In the past, several publishers have introduced recommendations and requirements anchored in policies and guidelines on appropriate data description, standardization, archiving and sharing of digital objects [20, 25]. Many publishers primarily provide policies and guidelines on data sharing, and only in addition, they recommend to share the underlying code of scientific findings from computational analyses, but do not provide guidelines on specific steps for code sharing. Such vague recommendations have yet to be structured and specified in detail, also in a more stringent form, in order to avoid a wide margin of interpretation.

The Transparency and Openness Promotion (TOP) guidelines define several levels for reproducibility and open science principles on digital object sharing, including code [26]. This development was driven by researchers in psychology due to the reproducibility crisis [27, 28]. Level 0 encourages code sharing or does not require authors to add a code availability statement. Level 1 requires some code availability statement. Level 2 for code deposited in a trusted repository. Level 3 adds the replication of code during the review phase of the publication next to code deposition in trusted repositories. This is partly in line with the reproducibility spectrum presented in Fig. 1. Examples for all levels translated to data sharing can be found among Wiley journals [29]. Still, there is only a introductory note that research data include methods, algorithms and software, while the term code is not mentioned. Examples for level 2 are given by Nature [30] or PLOS [31]. The latter provides specific instructions on disclosure. NeurIPS is one rare example for level 3 [32]. In exceptional domain-specific cases, guidelines for structuring code submission have been established together with code reviews during the peer review process [33].
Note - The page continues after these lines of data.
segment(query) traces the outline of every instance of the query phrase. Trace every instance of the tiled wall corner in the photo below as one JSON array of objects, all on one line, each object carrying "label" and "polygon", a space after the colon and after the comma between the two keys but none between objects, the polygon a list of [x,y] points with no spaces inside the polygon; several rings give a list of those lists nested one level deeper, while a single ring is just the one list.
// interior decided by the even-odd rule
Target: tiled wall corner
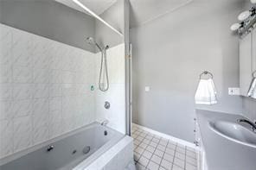
[{"label": "tiled wall corner", "polygon": [[0,158],[95,121],[95,61],[0,24]]}]

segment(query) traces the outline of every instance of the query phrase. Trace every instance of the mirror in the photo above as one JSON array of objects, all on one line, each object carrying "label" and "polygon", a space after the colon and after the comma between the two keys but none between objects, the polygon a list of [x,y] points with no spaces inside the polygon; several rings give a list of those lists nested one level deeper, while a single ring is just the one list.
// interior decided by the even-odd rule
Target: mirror
[{"label": "mirror", "polygon": [[240,40],[240,95],[256,98],[256,29]]}]

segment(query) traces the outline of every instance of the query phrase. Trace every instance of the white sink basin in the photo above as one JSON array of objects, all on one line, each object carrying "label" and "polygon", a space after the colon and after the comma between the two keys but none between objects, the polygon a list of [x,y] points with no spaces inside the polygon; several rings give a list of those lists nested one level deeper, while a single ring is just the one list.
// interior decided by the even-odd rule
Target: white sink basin
[{"label": "white sink basin", "polygon": [[256,148],[256,133],[232,122],[209,122],[210,129],[216,134],[243,145]]}]

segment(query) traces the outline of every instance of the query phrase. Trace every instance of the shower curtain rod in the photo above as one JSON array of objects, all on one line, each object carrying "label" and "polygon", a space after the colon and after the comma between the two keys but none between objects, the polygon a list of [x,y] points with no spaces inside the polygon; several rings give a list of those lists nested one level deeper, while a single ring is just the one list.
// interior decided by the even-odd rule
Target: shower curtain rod
[{"label": "shower curtain rod", "polygon": [[124,35],[122,33],[120,33],[120,31],[117,30],[115,28],[113,28],[112,26],[111,26],[108,22],[106,22],[106,21],[104,21],[101,17],[99,17],[93,10],[91,10],[90,9],[88,9],[87,7],[86,7],[79,0],[73,0],[73,2],[75,3],[77,5],[79,5],[80,8],[82,8],[83,9],[86,10],[89,14],[91,14],[93,16],[94,16],[95,18],[97,18],[98,20],[99,20],[101,22],[103,22],[104,24],[106,24],[107,27],[109,27],[111,29],[112,29],[114,32],[118,33],[120,36],[124,36]]}]

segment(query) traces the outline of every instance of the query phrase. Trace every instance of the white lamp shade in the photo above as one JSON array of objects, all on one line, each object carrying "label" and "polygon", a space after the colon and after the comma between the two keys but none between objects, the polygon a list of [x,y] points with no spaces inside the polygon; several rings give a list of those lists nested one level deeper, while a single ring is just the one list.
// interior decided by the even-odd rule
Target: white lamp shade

Disciplinary differences in research practices may require domain-specific standards for disclosure of digital objects. Some research areas have broadly accepted open science as standard practice, such as for social sciences where data or code sharing practices have been used by less than half of authors in 2010 and currently this number has increased to 87% [34]. However, this does not indicate that they share code or data in each of their research works. Another study highlighted up to 18% articles to share the underlying code in case of publications on computational models [35]. In distinct disciplines, for example across medical research, data sharing rates have been shown to be consistently low at around 8% with much lower rates for public code sharing [36, 37]. A meta-analysis in the domain of medical and health sciences argues that declarations of data sharing have increased since 2016, while declared and actual public data sharing significantly differed, and code sharing prevalence did not increase, other than in the domain of computer sciences [36]. Interestingly, several factors might contribute to this effect, such as data privacy when working with data from human participants, but also cultural differences among domains.
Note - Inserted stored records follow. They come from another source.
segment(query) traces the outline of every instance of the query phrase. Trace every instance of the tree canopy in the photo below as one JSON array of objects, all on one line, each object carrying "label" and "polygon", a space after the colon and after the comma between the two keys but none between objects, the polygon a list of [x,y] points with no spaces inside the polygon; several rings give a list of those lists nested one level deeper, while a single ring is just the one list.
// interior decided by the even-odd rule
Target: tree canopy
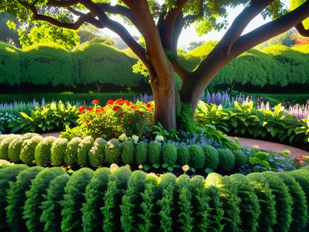
[{"label": "tree canopy", "polygon": [[[280,0],[117,0],[111,6],[106,0],[2,0],[0,12],[6,11],[23,23],[43,21],[62,28],[77,30],[85,23],[107,28],[117,34],[146,67],[154,99],[155,121],[167,128],[176,129],[176,105],[181,101],[192,105],[192,114],[200,97],[224,66],[246,51],[295,26],[309,37],[309,0],[290,0],[289,9]],[[180,63],[177,42],[183,28],[194,25],[200,35],[228,25],[226,8],[242,5],[220,41],[194,70]],[[40,9],[52,7],[44,13]],[[86,12],[86,13],[85,13]],[[260,14],[271,22],[242,35],[250,22]],[[78,16],[74,20],[73,15]],[[139,44],[121,23],[110,17],[122,17],[144,38],[146,48]],[[174,71],[183,83],[179,92]]]}]

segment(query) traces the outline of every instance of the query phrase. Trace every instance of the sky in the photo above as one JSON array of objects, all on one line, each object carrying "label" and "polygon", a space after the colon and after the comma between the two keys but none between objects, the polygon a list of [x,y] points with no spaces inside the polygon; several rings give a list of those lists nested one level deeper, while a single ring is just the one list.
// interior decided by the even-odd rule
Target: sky
[{"label": "sky", "polygon": [[[159,0],[158,1],[158,2],[161,4],[163,3],[164,1],[164,0]],[[288,6],[289,1],[283,1],[285,2],[285,3],[286,5]],[[116,4],[116,0],[111,0],[111,2],[112,5],[114,5]],[[228,29],[229,26],[231,24],[234,19],[241,12],[244,8],[244,7],[243,6],[240,5],[239,6],[234,9],[232,9],[230,7],[228,7],[226,8],[228,15],[226,19],[229,23],[229,25],[227,27],[226,30],[222,29],[220,32],[213,31],[206,35],[204,35],[200,37],[197,33],[195,31],[194,24],[192,25],[190,28],[188,28],[186,29],[185,29],[184,28],[183,28],[178,40],[178,47],[180,47],[182,46],[187,45],[189,43],[192,41],[202,40],[206,41],[209,40],[220,40],[225,33],[226,30]],[[116,15],[113,16],[111,17],[111,18],[123,25],[132,35],[138,36],[140,36],[140,34],[138,31],[135,28],[131,27],[125,24],[122,19],[120,17]],[[260,14],[259,15],[255,18],[249,24],[245,29],[243,34],[249,32],[252,30],[271,20],[271,19],[268,17],[264,20],[262,16]],[[220,21],[220,19],[218,21]],[[101,30],[102,33],[110,36],[111,37],[119,37],[119,36],[117,34],[107,28],[102,29]]]}]

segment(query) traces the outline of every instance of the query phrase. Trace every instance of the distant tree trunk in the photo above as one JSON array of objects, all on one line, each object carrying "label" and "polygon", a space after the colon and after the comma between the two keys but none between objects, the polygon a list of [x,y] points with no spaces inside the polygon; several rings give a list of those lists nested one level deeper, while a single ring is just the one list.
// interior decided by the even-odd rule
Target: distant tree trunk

In computational research, source code constitutes the documented specification of methods, equivalently comparable to mathematical formulas in theoretical science [38]. Thereby, in a reproducible research setting the clarity of presentation becomes a new priority. Decision making has to be documented alongside source code, while versioning systems, such as GIT, facilitate transparency [39, 40]. Software has to be documented in a instructional style, to an extent that it is described sufficiently clearly and in detail to be traceable, interpretable and reproducible. There are differences in the perception as well as presentation of data between science and technology research teams [41]. This results in a different readability of source code, since development teams start scripting by rapid prototyping and then continue to optimize for performance, whereas science teams use data and code for providing their hypotheses [38].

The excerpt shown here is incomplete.